103歳の証言 ブーゲンビル島・タロキナの飛行場を破壊せよ―。8キロの弾丸2発と飯ごう持ってブインを出発。敵の守りは固く味方を待つ。翌朝現れたのは敵機200機だった〈語り継ぐ戦争〉
2021/07/31 10:54
ブーゲンビルの戦いに従軍した田平操さん=薩摩川内市若松町
南方戦線強化のため、所属していた第6師団のソロモン諸島への転出が決まり、1942(昭和17)年12月21日に上海を出発した。25歳。39年2月に中国に出征して、4年になろうとしていた。ラバウルを経て翌年1月25日にブーゲンビル島(パプアニューギニア)のブインに着いた。
日本軍は米軍と豪州軍を遮断するための作戦の一環として、ブーゲンビル島を占領。ブインには軍の飛行場があった。到着したが、食料がない。畑を開き、芋やカボチャを植える日が続いた。
ブインに近いモライ岬への米軍の上陸を予想していた。ところが敵はブインとジャングルを隔てた島西側のタロキナに入り、飛行場を建設した。翌年、われわれ野砲兵第6連隊にタロキナの山中に陣地を構え、飛行場を破壊する命令が下った。いわゆる第2次タロキナ作戦である。
□ ■ □
1発8キロの弾丸を一人2個ずつと、飯ごうを持ってブインを出発。宿営地に着いたら、まず食料を探すという道のりだった。ジャングルに生えるバショウの根を細かく切って炊いて食べたが、乾いたまきがなく苦労した。
夜に翌日の朝と昼の分まで一緒に炊いた。昼間に煙を出すと、敵に見つかり空爆されるからだ。腹が減って3食分を一度に食べてしまい、翌日は朝昼抜きで歩く兵もいた。
島は雨が多く川もたくさんあった。食べ物はなく、マラリアやチフスなどの病原体がまん延しており、倒れる兵も多かった。彼らの分の弾丸まで3個、4個と運ぶ隊員もいた。
3月10日。夜明けから、敵の飛行場めがけて攻撃を開始した。歩兵13連隊や45連隊なども加わった総攻撃だった。私たちが所属した野砲兵第6連隊の山砲隊は高台に陣取り、各部隊の戦況が入る基地になっていた。戦況はよかったが敵の守りが固く、破壊に至らない。翌日来ることになっていた日本軍の飛行機を待った。
□ ■ □
夜が明ける頃、200機ぐらいの飛行機が飛んできた。だが、それは敵の飛行機だった。爆弾の雨がこれでもかと落ちてきた。ジャングルだった山がはげ山になり、部隊は全滅に近かった。私は奇跡的に助かり、負傷兵を仮包帯所(応急救護所)に送り届ける作業を繰り返した。

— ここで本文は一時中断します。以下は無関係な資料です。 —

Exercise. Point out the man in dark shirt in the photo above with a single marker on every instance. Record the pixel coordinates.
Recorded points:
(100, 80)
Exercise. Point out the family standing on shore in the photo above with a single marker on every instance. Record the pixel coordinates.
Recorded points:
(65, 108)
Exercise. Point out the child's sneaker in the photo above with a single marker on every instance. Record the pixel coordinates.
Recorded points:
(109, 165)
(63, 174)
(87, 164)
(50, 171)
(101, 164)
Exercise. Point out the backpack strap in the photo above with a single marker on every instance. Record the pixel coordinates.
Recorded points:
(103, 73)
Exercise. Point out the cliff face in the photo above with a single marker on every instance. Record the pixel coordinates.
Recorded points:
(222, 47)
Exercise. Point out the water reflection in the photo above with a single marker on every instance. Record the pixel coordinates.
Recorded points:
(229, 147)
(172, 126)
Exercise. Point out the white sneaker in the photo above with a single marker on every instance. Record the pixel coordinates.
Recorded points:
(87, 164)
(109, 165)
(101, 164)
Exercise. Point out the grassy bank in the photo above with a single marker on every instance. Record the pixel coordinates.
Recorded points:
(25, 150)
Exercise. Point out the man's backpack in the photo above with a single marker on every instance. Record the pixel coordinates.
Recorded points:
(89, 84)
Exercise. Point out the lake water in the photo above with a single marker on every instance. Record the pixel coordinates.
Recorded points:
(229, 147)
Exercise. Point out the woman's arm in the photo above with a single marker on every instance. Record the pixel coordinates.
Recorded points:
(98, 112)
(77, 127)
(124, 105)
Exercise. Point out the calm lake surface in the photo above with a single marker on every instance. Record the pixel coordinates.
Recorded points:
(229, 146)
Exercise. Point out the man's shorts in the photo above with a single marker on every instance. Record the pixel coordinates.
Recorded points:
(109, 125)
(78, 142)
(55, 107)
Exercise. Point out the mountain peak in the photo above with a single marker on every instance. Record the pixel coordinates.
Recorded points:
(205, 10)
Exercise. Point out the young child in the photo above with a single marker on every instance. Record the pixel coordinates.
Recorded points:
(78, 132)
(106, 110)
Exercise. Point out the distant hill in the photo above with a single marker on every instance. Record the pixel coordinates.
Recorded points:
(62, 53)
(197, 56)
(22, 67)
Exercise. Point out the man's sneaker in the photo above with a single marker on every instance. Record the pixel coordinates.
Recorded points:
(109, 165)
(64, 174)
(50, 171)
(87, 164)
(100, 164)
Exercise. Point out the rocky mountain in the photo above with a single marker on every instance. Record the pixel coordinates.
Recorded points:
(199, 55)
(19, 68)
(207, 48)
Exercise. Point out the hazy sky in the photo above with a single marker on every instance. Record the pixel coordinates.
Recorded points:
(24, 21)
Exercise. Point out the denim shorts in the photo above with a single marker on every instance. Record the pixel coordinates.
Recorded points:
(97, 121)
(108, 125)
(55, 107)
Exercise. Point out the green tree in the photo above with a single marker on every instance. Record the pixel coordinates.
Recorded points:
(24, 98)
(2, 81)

負傷兵を届けた帰り。空腹を満たすため、草の根をかじった後、激しい下痢に見舞われた。一歩も動けなくなり、倒れ込んだ。
やってきた救援部隊の中に大分出身の戦友がいた。私が病状を説明したところ、「そこにおれ」と言い残してその場を離れていった。しばらくして戻ってきて「これを飲め」と薬を渡してくれた。
翌日は山を下って敵の飛行場に突撃することになっていた。薬が効いたのか、幸い歩けるようになり、飛行場に向けて出発した。
途中で第45連隊の曹長に会い、戦況を尋ねた。「ここまで来たどん、この先は敵の射撃で進むことができない」という。われわれも前に進むことができず、戦闘を終えた。
■第6師団
旧日本陸軍の師団の一つ。歩兵第13連隊(熊本)、歩兵第23連隊(都城)、歩兵第45連隊(鹿児島)など九州南部の隊で編成された。日中戦争で南京攻略戦などに参戦。太平洋戦争が開戦すると南方戦線へ派遣された。